The cab driver couldn’t figure it out.

Looking at the two Japanese American soldiers clad in U.S. Army uniforms sitting in the back seat of his taxi, he could not fathom why they had directed him to drive them to the Japanese internment camp in Santa Fe.

After all, the U.S. was still locked in fierce combat with Japan, as well as Germany and Italy, during the height of World War II.

The cabbie needed to understand.

“How come you have somebody in here when you’re in that uniform?” the driver asked the two men as he drove them up to the gates of the camp, where thousands of Japanese Americans, then considered a threat to the country they lived in, were imprisoned.

How could they answer that one, wondered historian and author Gail Okawa — whose grandfather was one of the many men incarcerated in the Santa Fe camp.

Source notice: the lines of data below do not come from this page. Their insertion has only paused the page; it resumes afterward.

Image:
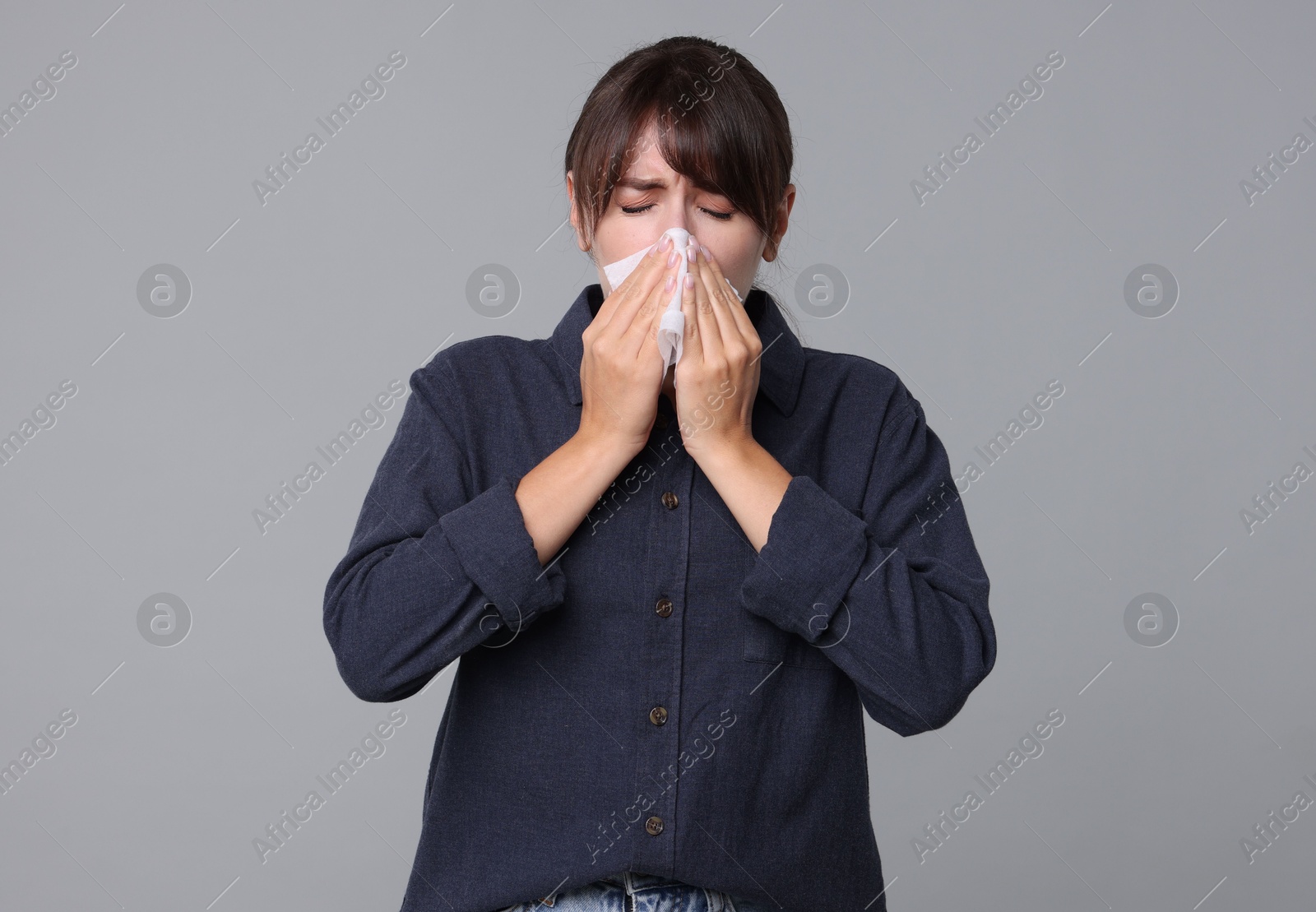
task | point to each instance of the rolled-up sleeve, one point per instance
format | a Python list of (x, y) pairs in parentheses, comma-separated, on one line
[(433, 566), (895, 595)]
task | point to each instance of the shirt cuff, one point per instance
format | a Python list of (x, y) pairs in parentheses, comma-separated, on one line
[(813, 552), (498, 554)]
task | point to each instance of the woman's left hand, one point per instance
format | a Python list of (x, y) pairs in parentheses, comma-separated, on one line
[(716, 379)]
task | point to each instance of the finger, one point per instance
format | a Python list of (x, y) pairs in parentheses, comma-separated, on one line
[(642, 332), (693, 340), (719, 312), (721, 291), (706, 320)]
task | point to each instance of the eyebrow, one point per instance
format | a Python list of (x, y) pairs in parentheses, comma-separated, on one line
[(656, 183), (642, 183)]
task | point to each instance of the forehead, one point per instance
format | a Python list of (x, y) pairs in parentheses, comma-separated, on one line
[(648, 158)]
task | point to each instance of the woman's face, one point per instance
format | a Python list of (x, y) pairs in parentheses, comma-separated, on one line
[(658, 199)]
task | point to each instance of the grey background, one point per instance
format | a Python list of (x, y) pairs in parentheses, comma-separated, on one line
[(303, 309)]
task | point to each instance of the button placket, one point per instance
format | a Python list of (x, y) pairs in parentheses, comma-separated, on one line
[(665, 572)]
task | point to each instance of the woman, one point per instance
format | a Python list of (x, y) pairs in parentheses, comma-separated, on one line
[(673, 589)]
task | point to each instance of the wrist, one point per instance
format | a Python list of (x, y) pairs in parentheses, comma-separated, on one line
[(605, 449)]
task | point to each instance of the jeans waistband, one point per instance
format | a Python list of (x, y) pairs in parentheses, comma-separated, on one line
[(642, 881)]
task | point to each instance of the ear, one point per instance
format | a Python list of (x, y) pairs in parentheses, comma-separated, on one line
[(783, 217), (576, 217)]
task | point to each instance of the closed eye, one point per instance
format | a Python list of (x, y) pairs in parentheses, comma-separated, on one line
[(637, 210)]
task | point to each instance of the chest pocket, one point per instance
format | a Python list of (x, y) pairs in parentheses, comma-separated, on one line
[(770, 644)]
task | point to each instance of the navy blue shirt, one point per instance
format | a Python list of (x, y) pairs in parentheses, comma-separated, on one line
[(660, 697)]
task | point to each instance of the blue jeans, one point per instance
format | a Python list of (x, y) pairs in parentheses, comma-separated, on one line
[(638, 892)]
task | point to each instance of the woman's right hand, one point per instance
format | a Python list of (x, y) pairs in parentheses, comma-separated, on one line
[(622, 368)]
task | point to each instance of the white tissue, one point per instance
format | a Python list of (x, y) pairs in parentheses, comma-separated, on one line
[(671, 328)]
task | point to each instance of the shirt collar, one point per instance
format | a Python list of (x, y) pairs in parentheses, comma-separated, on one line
[(782, 361)]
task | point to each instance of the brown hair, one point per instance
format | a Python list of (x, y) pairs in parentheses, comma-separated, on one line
[(737, 145)]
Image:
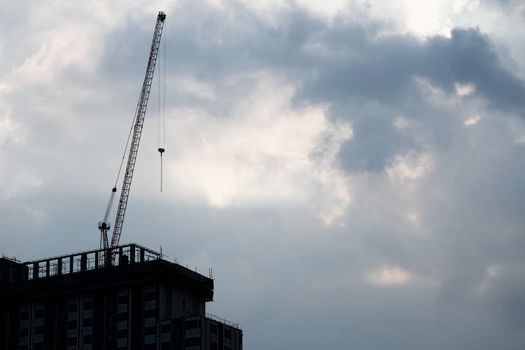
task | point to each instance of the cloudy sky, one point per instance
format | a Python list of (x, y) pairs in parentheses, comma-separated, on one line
[(351, 170)]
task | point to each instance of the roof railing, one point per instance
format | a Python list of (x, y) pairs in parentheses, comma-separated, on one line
[(90, 260)]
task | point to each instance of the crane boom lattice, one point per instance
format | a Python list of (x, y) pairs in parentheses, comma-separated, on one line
[(137, 132)]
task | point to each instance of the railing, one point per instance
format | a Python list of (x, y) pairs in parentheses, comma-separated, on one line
[(222, 320), (90, 260)]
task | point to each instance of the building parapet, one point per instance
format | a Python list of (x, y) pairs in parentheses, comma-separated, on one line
[(89, 260)]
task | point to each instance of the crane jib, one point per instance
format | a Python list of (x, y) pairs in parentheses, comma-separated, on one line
[(137, 132)]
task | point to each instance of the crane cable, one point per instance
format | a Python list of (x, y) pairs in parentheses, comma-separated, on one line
[(161, 146)]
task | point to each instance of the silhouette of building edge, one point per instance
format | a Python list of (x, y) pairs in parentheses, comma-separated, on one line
[(127, 297)]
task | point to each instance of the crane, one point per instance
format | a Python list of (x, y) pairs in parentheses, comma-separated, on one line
[(140, 113)]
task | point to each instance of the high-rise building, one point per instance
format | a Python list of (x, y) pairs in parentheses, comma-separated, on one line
[(128, 297)]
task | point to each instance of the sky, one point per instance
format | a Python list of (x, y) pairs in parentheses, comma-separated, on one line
[(352, 171)]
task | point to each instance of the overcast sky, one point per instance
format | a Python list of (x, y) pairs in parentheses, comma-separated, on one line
[(351, 170)]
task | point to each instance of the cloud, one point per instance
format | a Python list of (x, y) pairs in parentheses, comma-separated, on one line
[(353, 180)]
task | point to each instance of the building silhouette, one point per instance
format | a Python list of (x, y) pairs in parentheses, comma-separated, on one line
[(127, 297)]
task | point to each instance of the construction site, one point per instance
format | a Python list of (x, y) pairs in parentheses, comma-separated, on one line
[(119, 296)]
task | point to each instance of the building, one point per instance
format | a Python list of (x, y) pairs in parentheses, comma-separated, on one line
[(124, 298)]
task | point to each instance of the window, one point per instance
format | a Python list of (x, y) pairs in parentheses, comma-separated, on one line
[(192, 342), (214, 328), (149, 313), (39, 330), (87, 339), (123, 316), (193, 324), (88, 305), (227, 334), (123, 333)]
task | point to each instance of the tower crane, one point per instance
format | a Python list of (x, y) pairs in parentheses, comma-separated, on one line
[(140, 113)]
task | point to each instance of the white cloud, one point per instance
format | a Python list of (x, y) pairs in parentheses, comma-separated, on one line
[(470, 121), (463, 90), (388, 276), (410, 166), (264, 152)]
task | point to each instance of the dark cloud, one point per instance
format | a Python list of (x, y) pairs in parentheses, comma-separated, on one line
[(279, 270)]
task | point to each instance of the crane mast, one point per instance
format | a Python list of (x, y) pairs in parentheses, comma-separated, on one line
[(137, 132)]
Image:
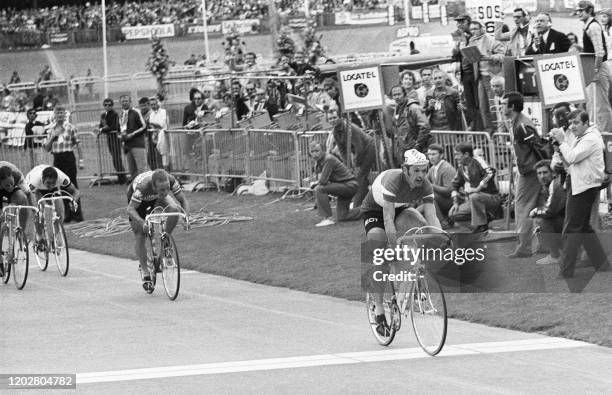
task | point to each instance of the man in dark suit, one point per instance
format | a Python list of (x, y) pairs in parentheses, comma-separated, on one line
[(191, 110), (133, 136), (547, 40), (109, 125), (240, 107), (265, 104), (440, 176)]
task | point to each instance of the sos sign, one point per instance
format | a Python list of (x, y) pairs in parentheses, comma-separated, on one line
[(486, 14)]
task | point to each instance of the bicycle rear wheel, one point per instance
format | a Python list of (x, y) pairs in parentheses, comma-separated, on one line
[(392, 316), (428, 312), (21, 263), (60, 247), (170, 266), (151, 254), (5, 253)]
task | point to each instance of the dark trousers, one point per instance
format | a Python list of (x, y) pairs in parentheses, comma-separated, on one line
[(577, 231), (344, 191), (550, 234), (66, 162), (363, 175), (153, 157), (114, 147), (470, 94)]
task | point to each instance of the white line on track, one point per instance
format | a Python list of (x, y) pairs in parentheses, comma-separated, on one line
[(544, 343)]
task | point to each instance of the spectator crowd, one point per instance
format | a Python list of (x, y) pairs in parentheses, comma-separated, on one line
[(559, 173), (155, 12)]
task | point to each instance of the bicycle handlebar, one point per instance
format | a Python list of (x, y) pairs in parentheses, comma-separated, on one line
[(185, 217), (54, 198), (18, 207)]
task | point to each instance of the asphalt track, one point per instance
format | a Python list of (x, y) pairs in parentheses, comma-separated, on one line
[(228, 336)]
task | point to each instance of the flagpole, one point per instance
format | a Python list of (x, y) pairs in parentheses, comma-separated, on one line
[(407, 13), (104, 54), (205, 24)]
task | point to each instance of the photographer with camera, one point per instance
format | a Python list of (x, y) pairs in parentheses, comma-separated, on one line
[(584, 160), (528, 151)]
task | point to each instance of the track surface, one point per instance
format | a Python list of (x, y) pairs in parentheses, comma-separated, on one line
[(228, 336)]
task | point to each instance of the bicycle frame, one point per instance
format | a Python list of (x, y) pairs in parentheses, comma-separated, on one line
[(10, 219)]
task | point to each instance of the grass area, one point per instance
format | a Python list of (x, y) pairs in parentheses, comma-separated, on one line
[(281, 247)]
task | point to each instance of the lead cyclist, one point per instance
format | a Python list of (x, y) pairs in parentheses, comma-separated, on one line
[(149, 190), (399, 199)]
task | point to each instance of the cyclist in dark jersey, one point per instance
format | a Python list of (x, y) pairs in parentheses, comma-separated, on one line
[(148, 190), (399, 199), (12, 189)]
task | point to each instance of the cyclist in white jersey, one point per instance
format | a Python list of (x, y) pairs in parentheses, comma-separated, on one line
[(148, 190), (45, 179), (399, 199)]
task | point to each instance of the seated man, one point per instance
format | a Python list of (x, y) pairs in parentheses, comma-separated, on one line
[(337, 180), (151, 189), (12, 188), (362, 146), (550, 212), (480, 200), (440, 176), (44, 179), (399, 200)]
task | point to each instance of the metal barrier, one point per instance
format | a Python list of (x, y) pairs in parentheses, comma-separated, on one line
[(25, 152), (449, 139)]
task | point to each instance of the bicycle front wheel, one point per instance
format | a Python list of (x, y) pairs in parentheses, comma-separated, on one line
[(60, 248), (428, 312), (21, 262), (41, 251), (170, 267), (392, 316), (5, 254)]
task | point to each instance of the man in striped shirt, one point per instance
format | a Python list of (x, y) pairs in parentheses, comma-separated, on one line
[(593, 41), (62, 142)]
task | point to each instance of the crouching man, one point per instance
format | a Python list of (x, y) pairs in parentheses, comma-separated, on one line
[(550, 212), (335, 179), (480, 198)]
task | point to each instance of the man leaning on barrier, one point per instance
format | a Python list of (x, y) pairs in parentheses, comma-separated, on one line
[(61, 143), (337, 180), (524, 138), (550, 212), (109, 125), (585, 160), (362, 146), (480, 198)]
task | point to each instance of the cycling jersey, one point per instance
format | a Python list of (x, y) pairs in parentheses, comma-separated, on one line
[(391, 186), (142, 190), (34, 181), (17, 177)]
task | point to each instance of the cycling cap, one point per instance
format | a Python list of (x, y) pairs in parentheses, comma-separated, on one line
[(415, 158)]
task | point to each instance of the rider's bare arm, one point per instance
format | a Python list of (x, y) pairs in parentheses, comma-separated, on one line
[(133, 213), (389, 218), (180, 197), (429, 212)]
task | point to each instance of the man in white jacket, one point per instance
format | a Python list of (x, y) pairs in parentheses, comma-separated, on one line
[(585, 161)]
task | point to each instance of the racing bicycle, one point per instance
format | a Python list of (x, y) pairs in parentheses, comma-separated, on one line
[(53, 240), (14, 255), (421, 299), (162, 253)]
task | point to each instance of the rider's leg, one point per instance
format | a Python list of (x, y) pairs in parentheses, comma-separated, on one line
[(20, 198), (59, 209), (141, 252), (171, 207), (377, 238)]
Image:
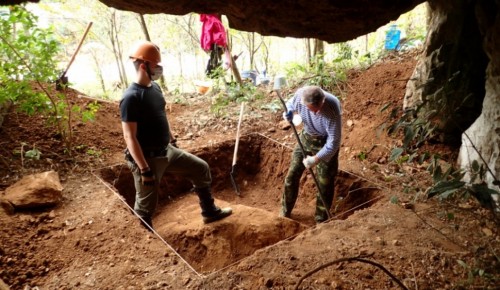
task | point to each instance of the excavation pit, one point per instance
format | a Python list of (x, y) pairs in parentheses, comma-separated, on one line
[(261, 168)]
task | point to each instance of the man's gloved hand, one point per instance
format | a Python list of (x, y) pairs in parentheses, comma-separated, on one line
[(147, 178), (288, 116), (309, 161)]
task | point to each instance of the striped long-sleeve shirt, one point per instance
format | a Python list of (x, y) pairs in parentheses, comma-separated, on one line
[(327, 122)]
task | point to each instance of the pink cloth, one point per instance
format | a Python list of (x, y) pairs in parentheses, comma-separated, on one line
[(212, 31)]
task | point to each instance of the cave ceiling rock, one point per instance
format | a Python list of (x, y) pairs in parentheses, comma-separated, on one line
[(329, 20)]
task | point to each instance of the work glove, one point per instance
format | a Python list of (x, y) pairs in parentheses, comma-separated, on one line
[(288, 116), (309, 161), (148, 178)]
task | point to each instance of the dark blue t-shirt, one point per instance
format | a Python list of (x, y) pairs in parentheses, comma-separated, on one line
[(146, 106)]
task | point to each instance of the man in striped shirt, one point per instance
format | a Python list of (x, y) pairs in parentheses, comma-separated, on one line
[(321, 115)]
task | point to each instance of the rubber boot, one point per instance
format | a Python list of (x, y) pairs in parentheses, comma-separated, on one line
[(209, 211)]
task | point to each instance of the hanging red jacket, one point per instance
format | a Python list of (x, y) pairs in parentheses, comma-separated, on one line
[(212, 31)]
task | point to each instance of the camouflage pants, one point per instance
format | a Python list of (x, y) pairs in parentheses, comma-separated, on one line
[(325, 174)]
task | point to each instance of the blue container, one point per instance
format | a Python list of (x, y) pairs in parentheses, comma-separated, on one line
[(392, 37), (251, 75)]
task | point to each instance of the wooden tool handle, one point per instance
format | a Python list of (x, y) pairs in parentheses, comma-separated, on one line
[(238, 134)]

It was one of the many ironies of a scenario few could understand at the time, she said: Parents locked up behind barbed wire fences while their sons, wearing the uniform of the U.S. military, risked their lives for the country that had imprisoned their loved ones.

Calling it a tragic chapter in American history, Okawa said the reasons those young men served, despite the injustice done to their elders, varied.

“I think some of the sons went because they wanted to prove they were Americans, so they were willing to make the sacrifice,” she said. “Some of them went because their brothers were going. Some of them were drafted, but many of them, after 1943, were volunteers. So, you have that desire to prove themselves as Americans, as men.”

The complexity of the situation deepens when one considers the feelings of the incarcerated parents and siblings, she added. Many Japanese American parents encouraged their sons to fight for the U.S., which spoke to a tradition of respect for family and “a Japanese value that had to do with country, essentially, and they saw their sons as Americans.”

They were Americans who, in most cases, were not fighting directly against soldiers from their families’ native land but who, time and again, proved themselves in battle to such a degree their combined military combat team — the 100th/442nd Regimental Combat Team — is considered the most decorated unit for its size and length of service in the war.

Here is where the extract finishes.